Matt Quickenden 8/19/18 Matt Quickenden 8/19/18

Azure to Azure Stack site-to-site IPSec VPN tunnel failure... after 8 hours

We had a need to create a site-to-site VPN tunnel for a POC from Azure Stack to Azure. It seemed pretty straight forward. Spoiler alert, obviously I'm writing this because it wasn't. The tunnel was created okay, but each morning it would no longer allow traffic to travel across it. The tunnel would show connected in Azure and in Azure Stack but traffic just wouldn't flow; ping, SSH, RDP, DNS and AD all wouldn't work. After some tinkering we found we would have to change the connection's sharedkey value to something random, save it, then change it back to the correct key. This only worked from the Azure Stack side of the connection, to re-initiate successfully and allow traffic to flow again (or recreate the connection from scratch). It would work for another 8 hours and then fail to pass traffic again.
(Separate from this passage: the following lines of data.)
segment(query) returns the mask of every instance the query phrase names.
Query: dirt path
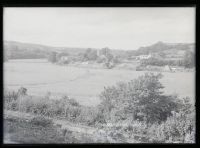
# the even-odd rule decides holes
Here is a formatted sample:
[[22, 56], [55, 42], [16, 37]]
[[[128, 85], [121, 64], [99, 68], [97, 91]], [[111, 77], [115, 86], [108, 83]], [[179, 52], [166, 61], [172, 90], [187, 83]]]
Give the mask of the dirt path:
[[[12, 118], [21, 118], [21, 119], [25, 119], [25, 120], [30, 120], [33, 117], [35, 117], [35, 115], [32, 114], [28, 114], [28, 113], [22, 113], [22, 112], [17, 112], [17, 111], [4, 111], [4, 118], [6, 117], [12, 117]], [[53, 123], [55, 126], [59, 127], [61, 130], [68, 130], [71, 132], [75, 132], [75, 133], [80, 133], [80, 134], [87, 134], [92, 136], [95, 136], [95, 139], [103, 139], [103, 141], [105, 139], [107, 139], [110, 143], [119, 143], [119, 139], [116, 141], [115, 139], [113, 139], [112, 137], [108, 136], [106, 131], [104, 131], [103, 129], [98, 129], [98, 128], [94, 128], [94, 127], [90, 127], [90, 126], [85, 126], [85, 125], [81, 125], [81, 124], [75, 124], [66, 120], [59, 120], [59, 119], [55, 119], [55, 118], [48, 118], [45, 117], [47, 119], [52, 119]], [[138, 137], [144, 137], [142, 135], [137, 135]], [[9, 140], [9, 135], [8, 137], [5, 138], [6, 143], [13, 143], [12, 141]], [[136, 140], [136, 139], [127, 139], [125, 141], [122, 141], [122, 143], [140, 143], [140, 141]]]
[[[13, 117], [13, 118], [22, 118], [25, 120], [30, 120], [34, 115], [28, 114], [28, 113], [22, 113], [22, 112], [17, 112], [17, 111], [4, 111], [4, 118], [6, 117]], [[48, 117], [45, 117], [48, 118]], [[53, 118], [48, 118], [52, 119], [53, 123], [55, 126], [60, 127], [61, 129], [67, 129], [72, 132], [77, 132], [77, 133], [83, 133], [83, 134], [89, 134], [92, 135], [94, 133], [99, 134], [99, 135], [104, 135], [105, 136], [105, 131], [103, 130], [98, 130], [97, 128], [85, 126], [85, 125], [80, 125], [80, 124], [75, 124], [71, 123], [69, 121], [65, 120], [59, 120], [59, 119], [53, 119]]]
My suspicion was the re-keying, as this would explain why it worked at first and would fail the next day (everyday, for the last 5 days). I tried using VPN diagnostics on the Azure side, as they don't currently support VPN diagnostics on Azure Stack (we are on update 1805). After reviewing the IKE log there were some errors, but it was hard to find something to tell me what was going wrong, more specifically something I could do to fix it. Below is the IKE log file I collected through the VPN diagnostics from Azure.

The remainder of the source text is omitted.